快感は意外なところに

エピローグ


「僕のこと嫌いか?」と彼女に聞いたら「嫌いじゃない」とはぐらかされた・・・

「嫌いじゃない」と「好き」の間には何万光年もの距離がある。

 

Mac建築デザイン研究所の家づくり目的は「過ごしやすい家づくり」ではなく「快感を得られる家づくり」なので、「快感」というものに迫ってみたいと思います。

 

 



チャーハンより白飯とおかず


4月のある日公園を散歩しました。

気温はまだまだ低いです4月の太陽はかなり力強いです。

木陰にいるとは少し肌寒いくらいですが、ずっと日向にいると汗ばんできます。

そしてときどきそよ風が吹く、とても心地よい季節です。

 

 

気がつけば私は木陰と日向のあいだを行ったり来たり、楽しみながら歩いていました。

木陰から仰ぐまばゆい青空は気持ちを高揚させます。

この状態を温熱の観点から説明するとこうなります。

 

❑ 対流による放熱 : 低めの気温

❑ 放射による放熱 : 木陰の土や樹木、葉っぱの表面温度が低い

❑ 日射による加熱 : 太陽からの赤外線

❑ 気流による冷却 : そよ風

 

温めたり冷やしたり、全くややこしい状態です。

ところが、「それが気持ち良いのだ!」

 

では逆に、6月のある曇天の日はどうでしょう。

 

❑ 対流は中立   : 程よい気温

❑ 放射も中立   : 程よい周壁温度

❑ 日射加熱なし  : 曇天で直達日射はわずか

❑ 気流冷却なし  : 風がない

 

 

暑くも寒くもなく、とてもバランスのとれた環境であり、PMVでは満点となります。

が、はたしてそれを心地よく感じるでしょうか? 

 

環境工学で有名な指標〔PMV〕や〔PPD〕は「不満を感じない」という判定なのです。

だから私は声を大にして言いたい!

「気持ち良いこと」と「不満を感じないこと」はまったく違うことなんです!

 

私流に解説させてもらうと次のようになります。

 

 

4月のある日の状態は、ご飯とおかずを食べている状態だといえます。

その日の体調や気分によって自在にブレンドしながら食べられます。

食べ始めと終盤ではブレンドのしかたが違ってきます。

 

 

それに対して6月のある日はチャーハンです。

全てを混ぜあわせた均一な味をずっと口に運び続ける状態です。

一口目で美味しいと感じる調理であれば、終盤にはクドイ味付けと感じるわけです。

また、最初から最期まで同じ味ではその単調さに飽きてきます。

 

涼しく落ち着いた場所で、明るく活発な景色を楽しむ


 

木陰から臨むまばゆいビーチは最高です。

木陰でそよ風に吹かれながら好きな小説を読む・・・「至福のひととき」とはこのことですね。

トロピカルドリンクがあるとなお宜しい!

 

 

ところが、同じビーチでも曇りの日はなんの値打ちもないわけです。

眩しくないしサングラスもいらない。
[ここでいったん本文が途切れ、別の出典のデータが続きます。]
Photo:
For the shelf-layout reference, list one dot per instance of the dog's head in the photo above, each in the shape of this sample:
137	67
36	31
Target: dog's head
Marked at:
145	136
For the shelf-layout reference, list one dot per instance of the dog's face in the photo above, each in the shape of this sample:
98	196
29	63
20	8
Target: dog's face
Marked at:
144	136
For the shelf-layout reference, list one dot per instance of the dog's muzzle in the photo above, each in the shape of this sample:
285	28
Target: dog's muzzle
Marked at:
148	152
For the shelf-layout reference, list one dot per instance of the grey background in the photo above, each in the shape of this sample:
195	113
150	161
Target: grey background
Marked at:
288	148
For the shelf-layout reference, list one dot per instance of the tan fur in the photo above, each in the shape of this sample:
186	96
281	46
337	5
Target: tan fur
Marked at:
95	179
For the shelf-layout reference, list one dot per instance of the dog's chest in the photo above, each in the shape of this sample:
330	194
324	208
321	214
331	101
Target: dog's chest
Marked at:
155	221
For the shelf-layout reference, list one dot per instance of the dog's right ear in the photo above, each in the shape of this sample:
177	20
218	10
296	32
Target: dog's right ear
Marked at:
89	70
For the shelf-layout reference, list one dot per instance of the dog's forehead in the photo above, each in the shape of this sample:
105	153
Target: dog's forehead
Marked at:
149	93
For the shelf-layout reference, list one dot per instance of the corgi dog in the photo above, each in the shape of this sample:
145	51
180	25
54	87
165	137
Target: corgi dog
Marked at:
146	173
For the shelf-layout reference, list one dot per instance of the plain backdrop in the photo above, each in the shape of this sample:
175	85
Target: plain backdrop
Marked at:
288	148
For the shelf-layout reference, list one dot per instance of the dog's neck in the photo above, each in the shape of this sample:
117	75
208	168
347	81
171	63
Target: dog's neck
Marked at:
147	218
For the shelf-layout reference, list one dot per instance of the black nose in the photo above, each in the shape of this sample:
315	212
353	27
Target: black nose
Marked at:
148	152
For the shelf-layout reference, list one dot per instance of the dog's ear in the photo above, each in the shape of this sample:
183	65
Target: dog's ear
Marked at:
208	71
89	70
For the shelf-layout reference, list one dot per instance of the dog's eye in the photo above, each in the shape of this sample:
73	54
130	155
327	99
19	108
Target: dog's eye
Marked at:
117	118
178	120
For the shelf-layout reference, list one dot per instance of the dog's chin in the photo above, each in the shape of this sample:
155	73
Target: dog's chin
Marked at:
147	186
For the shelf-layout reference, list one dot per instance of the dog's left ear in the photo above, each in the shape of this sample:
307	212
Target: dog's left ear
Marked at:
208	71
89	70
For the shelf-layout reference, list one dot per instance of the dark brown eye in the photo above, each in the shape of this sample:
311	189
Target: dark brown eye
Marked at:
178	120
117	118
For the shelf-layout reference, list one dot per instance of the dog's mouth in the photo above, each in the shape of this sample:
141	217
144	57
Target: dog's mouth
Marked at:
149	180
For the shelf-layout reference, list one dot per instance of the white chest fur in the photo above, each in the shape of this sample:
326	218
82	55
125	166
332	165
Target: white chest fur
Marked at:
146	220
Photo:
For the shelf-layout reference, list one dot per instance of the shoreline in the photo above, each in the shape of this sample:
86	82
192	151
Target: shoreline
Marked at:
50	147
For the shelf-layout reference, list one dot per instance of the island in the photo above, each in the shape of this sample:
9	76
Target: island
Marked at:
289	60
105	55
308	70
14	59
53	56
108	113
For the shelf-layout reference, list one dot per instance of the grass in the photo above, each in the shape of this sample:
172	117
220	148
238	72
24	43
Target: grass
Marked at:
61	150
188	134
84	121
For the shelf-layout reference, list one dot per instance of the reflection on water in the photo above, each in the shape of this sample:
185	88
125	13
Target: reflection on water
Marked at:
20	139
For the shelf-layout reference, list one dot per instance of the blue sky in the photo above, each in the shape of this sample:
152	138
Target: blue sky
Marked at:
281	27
暑くも寒くもないのになぜかとても不満です。

 

では逆にメチャクチャに晴れて、木陰がなかったらどうでしょう。

桟橋の向こうにある小屋にたどり着くまでに日干しになってしましそうです。

 

 

つまり人間は、安全圏にいながら超明るく暑すぎるビーチを眺めていたいわけですね。

しかも、水辺は必須。いつでも飛び込めるという安心感が必要なんですね。

人間はホント、わがままなんだからっ!

 

これって、ホラー映画やバンジージャンプと似ていませんか?

安全を確保された状態で危険を楽しむ・・・

 

この状況を家の中に作れないかと思っていたら、すでに実現している施設があったのでご紹介しましょう。

 

 

木漏れ日の芝生で子供たちが遊んでいるように見えますが、実はこれ、ビルの中です。

全体を均一に明るくせずに、木漏れ日スポットで陰影をつけているのです。

まあ、自然にはかないませんがなかなか幸せな空間に仕上がっておりました。

 

 

これは住宅にも応用できます。

 

吹き抜け部分の高いところに自然光の採り入れと風通し用の窓を設けて、さらに木漏れ日スポットも準備しておけば、梅雨のうっとうしい季節でも少しは明るい気分にすることができるでしょう。

さらに少し工夫して、植物育成用LEDも取付ければ、室内でもけっこう育ちます。

栄養分を混入した自動潅水すれば手間いらずです。

 

今後の家造りには、こういった工夫が大切になると思います。